Question

A concave mirror produces a real image of half of the size of an object placed at $60cm$ in front of it. Where the object should be placed to obtain a virtual image of double the size of the object?

Answer 1

Here the magnification formula should be used to find out the answer. Virtual images are usually formed when the object is placed in front of the lens. These details should be used to solve this problem.
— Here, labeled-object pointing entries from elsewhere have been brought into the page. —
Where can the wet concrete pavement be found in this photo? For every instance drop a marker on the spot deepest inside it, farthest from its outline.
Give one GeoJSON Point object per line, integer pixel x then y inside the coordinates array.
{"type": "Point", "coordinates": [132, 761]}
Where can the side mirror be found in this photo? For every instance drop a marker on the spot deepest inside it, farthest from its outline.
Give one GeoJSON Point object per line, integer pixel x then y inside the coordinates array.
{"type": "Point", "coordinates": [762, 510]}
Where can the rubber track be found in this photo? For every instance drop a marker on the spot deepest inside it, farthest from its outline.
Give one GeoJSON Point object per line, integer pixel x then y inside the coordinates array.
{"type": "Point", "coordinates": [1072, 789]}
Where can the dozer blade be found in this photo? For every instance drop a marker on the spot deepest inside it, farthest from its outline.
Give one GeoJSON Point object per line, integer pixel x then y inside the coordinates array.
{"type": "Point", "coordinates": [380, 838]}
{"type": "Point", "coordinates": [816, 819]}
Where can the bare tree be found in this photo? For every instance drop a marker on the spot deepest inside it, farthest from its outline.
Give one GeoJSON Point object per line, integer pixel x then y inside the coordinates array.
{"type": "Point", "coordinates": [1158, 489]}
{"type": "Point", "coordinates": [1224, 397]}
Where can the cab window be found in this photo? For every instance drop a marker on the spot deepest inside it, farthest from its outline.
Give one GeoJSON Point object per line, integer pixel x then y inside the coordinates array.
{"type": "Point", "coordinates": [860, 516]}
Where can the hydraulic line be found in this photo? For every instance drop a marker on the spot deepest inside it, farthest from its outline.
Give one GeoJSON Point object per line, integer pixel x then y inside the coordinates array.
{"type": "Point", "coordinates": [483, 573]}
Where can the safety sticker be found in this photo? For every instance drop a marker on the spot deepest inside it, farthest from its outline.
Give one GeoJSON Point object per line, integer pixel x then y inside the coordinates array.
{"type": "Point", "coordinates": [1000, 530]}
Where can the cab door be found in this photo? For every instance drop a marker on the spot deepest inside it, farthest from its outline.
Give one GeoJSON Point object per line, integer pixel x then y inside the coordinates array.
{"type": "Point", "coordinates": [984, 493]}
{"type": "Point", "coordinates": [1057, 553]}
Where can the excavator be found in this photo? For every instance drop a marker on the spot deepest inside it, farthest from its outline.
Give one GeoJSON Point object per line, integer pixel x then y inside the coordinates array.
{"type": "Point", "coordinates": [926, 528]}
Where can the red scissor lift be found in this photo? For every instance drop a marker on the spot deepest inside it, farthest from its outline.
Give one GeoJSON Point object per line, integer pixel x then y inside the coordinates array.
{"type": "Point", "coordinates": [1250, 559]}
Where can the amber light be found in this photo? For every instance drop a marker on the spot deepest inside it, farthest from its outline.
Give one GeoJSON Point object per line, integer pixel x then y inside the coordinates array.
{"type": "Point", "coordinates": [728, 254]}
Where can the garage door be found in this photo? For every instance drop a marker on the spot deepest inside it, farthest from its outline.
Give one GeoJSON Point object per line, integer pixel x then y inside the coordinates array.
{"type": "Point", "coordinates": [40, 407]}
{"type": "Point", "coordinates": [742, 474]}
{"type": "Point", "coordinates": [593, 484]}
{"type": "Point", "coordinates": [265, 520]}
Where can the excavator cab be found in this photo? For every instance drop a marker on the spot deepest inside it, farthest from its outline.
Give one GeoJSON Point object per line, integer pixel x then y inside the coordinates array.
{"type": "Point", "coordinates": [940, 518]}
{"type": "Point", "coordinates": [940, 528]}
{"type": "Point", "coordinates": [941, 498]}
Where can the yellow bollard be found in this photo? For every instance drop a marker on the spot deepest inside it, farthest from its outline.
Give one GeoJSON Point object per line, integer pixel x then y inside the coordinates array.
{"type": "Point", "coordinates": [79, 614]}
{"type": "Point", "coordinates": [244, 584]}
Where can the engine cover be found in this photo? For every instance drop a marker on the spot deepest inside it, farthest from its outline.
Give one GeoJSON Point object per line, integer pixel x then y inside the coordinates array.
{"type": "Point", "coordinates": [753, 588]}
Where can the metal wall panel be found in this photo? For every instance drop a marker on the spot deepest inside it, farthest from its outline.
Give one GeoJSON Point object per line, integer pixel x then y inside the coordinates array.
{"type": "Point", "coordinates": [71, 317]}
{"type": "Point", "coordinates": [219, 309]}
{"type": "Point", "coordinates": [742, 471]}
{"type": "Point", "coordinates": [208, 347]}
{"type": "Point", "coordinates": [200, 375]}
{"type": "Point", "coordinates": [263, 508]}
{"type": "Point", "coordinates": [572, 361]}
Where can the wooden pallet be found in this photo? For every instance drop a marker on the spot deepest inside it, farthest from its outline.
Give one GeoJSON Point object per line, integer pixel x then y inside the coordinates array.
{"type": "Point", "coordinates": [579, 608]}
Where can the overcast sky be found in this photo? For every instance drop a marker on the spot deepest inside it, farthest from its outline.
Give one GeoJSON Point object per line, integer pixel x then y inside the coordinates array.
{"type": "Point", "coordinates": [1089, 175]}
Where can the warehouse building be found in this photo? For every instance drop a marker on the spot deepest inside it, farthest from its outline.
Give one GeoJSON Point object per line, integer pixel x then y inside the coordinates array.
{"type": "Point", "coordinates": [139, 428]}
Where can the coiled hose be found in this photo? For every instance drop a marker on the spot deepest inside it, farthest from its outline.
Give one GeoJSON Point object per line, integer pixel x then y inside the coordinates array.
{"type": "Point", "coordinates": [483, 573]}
Complete step by step answer:

First of all let us discuss the real image and virtual image. The real image is the image produced when rays of light meet at a specific point after the process of reflection or refraction is called a real image. In other ways virtual images are the images formed when rays of light appear to be met at a point is called a virtual image. This is possible when the diverging rays are made an extension and get to meet at a point. As we all know the real images are always inverted. And also virtual images are upright in nature. In this question
The initial distance to the object is $u=-60cm$
Magnification is given by
$m=\dfrac{-f}{u-f}$
Magnification (m) = -1/2 (as both obj and image are real)
$-\dfrac{1}{2} = \dfrac{-f}{-60-f}$
From the above equation we will get,
$f=-20cm$
Let the final object distance be ${{u}^{1}}$ and magnification can be written as
$m=\dfrac{-f}{{{u}^{1}}-f}$
As the magnification is 2.
Then
$2=\dfrac{20}{{{u}^{1}}+20}$
Therefore the object distance will become,
${{u}^{1}}=10cm$

So, the correct answer is 10cm.

Note: A real image is defined as the collection of points of light rays which is coming from an object in which the rays are converging in nature. A virtual image is defined as the group of points of light rays which is coming from an object in which the rays are diverging in nature.